A Hamilton woman died suddenly last week after a bacterial infection called haemophilus influenza.
Public health officials say dying from the disease is rare but there are ways to lower the risk of serious complications or death.
Jessica Martin was just 35 years old when her life came to a unexpected end on December 5th. She received an honours degree from McMaster, she loved to travel and was engaged to be married.
According to her obituary, she was taken to the hospital after suffering sudden severe flu like symptoms, but within a matter of hours she was gone. Her sister lisa told the Hamilton Spectator that according to the coroner, Jessica became infected with haemophilus influenzae bacteria.

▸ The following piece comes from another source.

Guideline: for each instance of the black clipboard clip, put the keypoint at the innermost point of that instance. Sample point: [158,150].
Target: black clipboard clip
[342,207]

“It can be as minor as a simple ear infection, a throat infection, but it can become more serious like pneumonia or meningitis.” Dr. Ninh Tran, Medical officer of health for the city of Hamilton.
Dr. Tran says cases of death are rare, it could be due to province wide mandatory immunization requirements. Vaccinations targeting haemophilus influenza type B also known as hib, is covered in childhood vaccine called Pentacel, routinely given at 2, 4, 6 and 18 months.
Despite it’s name, the bacterial influenza has nothing to do with the flu but doctors say you should take similar preventative measures.
Dr. Tran says haemophilus influenza is treatable with appropriate antibiotics but recovery isn’t always guaranteed.
Doctors say the number of severe cases of this bacterial infection have gone down since the mandatory vaccination.
According to Health Canada, there are several types of this disease that range in severity. Bacteria is passed from person to person through the airways but if the bacteria enters into the bloodstream or spinal cord, severe and potentially fatal infections can occur.